À l’heure où j’écris ces lignes, la sortie progressive du troisième confinement est annoncée, alors même que les chiffres de contamination restent très élevés. Et que la tension hospitalière oblige les soignants à déprogrammer certaines opérations jugées moins urgentes pour accueillir en priorité les patients atteints des formes graves du Covid. Sur ce sujet ô combien vital, je vous suggère la lecture du dernier ouvrage du professeur Gilles Paché*, La société malade de la Covid, dans lequel il rassemble un certain nombre de ses chroniques. L’une d’elles concerne l’analyse de l’approche managériale appliquée aux hôpitaux par les pouvoirs publics. Même si la comparaison peut sembler choquante, il apparaît que la gestion capacitaire du système hospitalier en ces temps de crise sanitaire est soumise aux mêmes options logistiques que s’il s’agissait de la supply chain de n’importe quel produit de grande consommation soumis à une soudaine et forte hausse de la demande.

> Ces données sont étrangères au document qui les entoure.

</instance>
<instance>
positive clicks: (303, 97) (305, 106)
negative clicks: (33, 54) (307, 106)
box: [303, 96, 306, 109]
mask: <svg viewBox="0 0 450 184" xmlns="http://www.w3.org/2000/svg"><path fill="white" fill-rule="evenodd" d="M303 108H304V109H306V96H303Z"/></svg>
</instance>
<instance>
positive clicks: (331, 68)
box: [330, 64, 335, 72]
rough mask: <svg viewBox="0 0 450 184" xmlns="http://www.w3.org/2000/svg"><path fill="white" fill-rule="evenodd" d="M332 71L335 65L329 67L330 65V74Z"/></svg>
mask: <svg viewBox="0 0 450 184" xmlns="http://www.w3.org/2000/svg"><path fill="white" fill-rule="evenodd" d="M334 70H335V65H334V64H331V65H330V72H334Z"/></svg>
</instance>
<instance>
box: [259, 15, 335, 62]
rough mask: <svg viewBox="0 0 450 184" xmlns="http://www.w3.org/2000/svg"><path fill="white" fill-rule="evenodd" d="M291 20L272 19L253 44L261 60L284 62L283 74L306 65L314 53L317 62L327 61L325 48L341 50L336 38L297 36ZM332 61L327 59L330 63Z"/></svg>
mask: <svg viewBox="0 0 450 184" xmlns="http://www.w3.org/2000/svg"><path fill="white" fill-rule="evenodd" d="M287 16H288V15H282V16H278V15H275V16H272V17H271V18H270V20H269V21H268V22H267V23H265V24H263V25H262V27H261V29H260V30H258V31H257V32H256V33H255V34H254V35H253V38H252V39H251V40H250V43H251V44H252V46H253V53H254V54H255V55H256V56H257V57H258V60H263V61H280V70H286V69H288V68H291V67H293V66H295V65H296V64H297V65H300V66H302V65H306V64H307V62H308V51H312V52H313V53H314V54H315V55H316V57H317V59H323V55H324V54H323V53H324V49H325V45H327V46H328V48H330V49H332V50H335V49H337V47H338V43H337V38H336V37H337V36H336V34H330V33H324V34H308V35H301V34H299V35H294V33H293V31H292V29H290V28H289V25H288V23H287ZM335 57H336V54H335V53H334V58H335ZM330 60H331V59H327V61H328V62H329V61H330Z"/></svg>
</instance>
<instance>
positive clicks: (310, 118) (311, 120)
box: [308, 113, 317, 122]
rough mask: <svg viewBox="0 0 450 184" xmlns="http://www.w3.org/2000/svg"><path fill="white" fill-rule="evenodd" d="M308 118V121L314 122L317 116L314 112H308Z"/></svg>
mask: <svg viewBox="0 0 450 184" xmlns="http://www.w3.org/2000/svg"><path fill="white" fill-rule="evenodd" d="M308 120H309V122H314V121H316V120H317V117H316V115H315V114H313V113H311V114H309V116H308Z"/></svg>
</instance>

Selon le professeur Paché, ces options logistiques classiques sont au nombre de quatre. La première est le lissage : quand une entreprise n’a plus les capacités pour répondre à la demande, elle négocie avec ses clients des livraisons retardées. Appliquée au monde des hôpitaux, c’est la stratégie du confinement. La deuxième est le recours à une sous-traitance des capacités. Celle-ci a aussi été réalisée, certains patients ayant été transférés dans des hôpitaux de pays limitrophes ou vers d’autres régions de l’Hexagone quand c’était possible. La troisième est de se doter de nouveaux actifs, de capacités additionnelles, industrielles et logistiques quand il s’agit de boîtes de conserve, hospitalières quand il s’agit de crise sanitaire. Cela a été fait en Chine au début de la pandémie, et dans une moindre mesure en France quand un hôpital militaire de campagne a été installé à Mulhouse. En supply chain, il existe une quatrième option de pilotage des flux sous contrainte : celle d’une dégradation volontaire du niveau de service, en renonçant à livrer certains clients sur une période donnée. Dans l’univers hospitalier, cela signifie que les médecins doivent faire face à des choix cornéliens pour sélectionner les patients qui bénéficieront d’un lit d’hospitalisation en réanimation. Fort heureusement, jusqu’à présent, cette option 4 n’a jamais été activée (de façon systématique) en France. Mais l’éventualité n’a pas été écartée, comme le prouve un document de la direction générale de la santé (DGS) daté de mars 2020, cité par Gilles Paché, et intitulé « Priorisation de l’accès aux soins critiques dans un contexte de pandémie ». Espérons donc que ce troisième pic soit bel et bien derrière nous…
* Professeur agrégé de sciences de gestion à Aix-Marseille Université et membre du centre de recherche sur le transport et la logistique (Cret-Log).